The sea, which had been almost calm, developed a noticeable lump originating from the south-west. A chill air reached them as a smoky grey spread from the western horizon across the clear blue vault.

“Pass the word for Mr Wickham, if you please.” Hayden sent a ship’s boy to find his only lieutenant.

A moment later, Wickham appeared, his overlarge uniform shifting about him oddly as he hurried along.

“There is a gale in the air, Mr Wickham, and the weather-glass appears to agree. Find the gunner and be sure all the guns are double-breeched where possible, and where the repairs will not allow it, lashed alongside. Coverings for all but the fore-hatch. We shall only have time to house the top-gallant masts, but the yards must be sent down. Lower the crossjack-yard.
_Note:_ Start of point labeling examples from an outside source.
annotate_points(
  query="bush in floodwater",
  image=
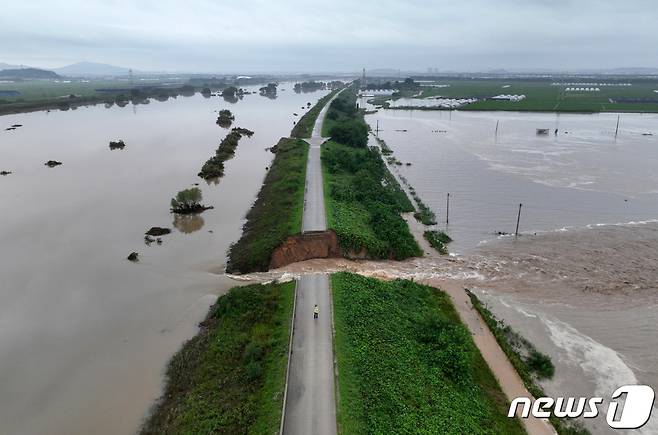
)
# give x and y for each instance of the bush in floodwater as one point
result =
(187, 200)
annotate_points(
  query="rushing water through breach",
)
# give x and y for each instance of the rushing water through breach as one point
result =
(580, 281)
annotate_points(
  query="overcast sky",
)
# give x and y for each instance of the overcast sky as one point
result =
(337, 35)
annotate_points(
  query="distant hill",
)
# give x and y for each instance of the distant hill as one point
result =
(9, 66)
(27, 73)
(86, 69)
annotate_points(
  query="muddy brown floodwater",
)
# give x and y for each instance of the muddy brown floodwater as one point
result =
(84, 333)
(581, 280)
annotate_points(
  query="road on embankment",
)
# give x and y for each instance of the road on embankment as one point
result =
(310, 407)
(315, 217)
(310, 402)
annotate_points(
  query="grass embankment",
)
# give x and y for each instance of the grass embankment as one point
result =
(542, 95)
(363, 199)
(406, 363)
(230, 377)
(438, 240)
(277, 212)
(304, 127)
(530, 364)
(424, 214)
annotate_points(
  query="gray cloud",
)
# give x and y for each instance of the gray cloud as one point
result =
(258, 35)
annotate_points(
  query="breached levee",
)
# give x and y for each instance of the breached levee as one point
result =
(306, 246)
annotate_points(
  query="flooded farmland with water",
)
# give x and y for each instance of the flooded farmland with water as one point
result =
(580, 281)
(84, 333)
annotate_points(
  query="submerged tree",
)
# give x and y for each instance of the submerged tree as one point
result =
(188, 201)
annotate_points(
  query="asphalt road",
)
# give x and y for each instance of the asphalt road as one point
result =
(310, 404)
(315, 216)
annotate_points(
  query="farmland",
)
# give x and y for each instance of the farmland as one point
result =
(546, 96)
(432, 379)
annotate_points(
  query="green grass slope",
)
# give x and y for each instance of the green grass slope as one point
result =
(230, 377)
(406, 363)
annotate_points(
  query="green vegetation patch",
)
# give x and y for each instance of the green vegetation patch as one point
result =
(363, 199)
(277, 212)
(304, 127)
(542, 95)
(406, 363)
(214, 166)
(364, 202)
(438, 240)
(530, 364)
(230, 377)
We shall double up tacks and braces, rig relieving tackles to the tiller, preventer braces to larboard on the lower yards.” Hayden stopped to run through his mental list.

“Heave in the boats, sir?” Wickham prompted.

“That, too. And the topsail yard parrel was contrived by a landsman; be sure it is well slushed, for we haven’t time to make it anew.”

“We’ll never have time to complete all the repairs before the gale strikes.”

“I fear you’re right.” Hayden thought a moment. “Go down to the French prisoners with some marines, if you please, Mr Wickham. Find out if their carpenter and bosun and any of their mates are still among the living. We will release them under Mr Hawthorne’s care. Better to have a skilled French seaman doing the job than a lubberly marine, who will be put to better use watching over them. I would let some of these prisoners up on the deck, a few at a time, for they have not had air the whole day, but that damned French ship is still too near.”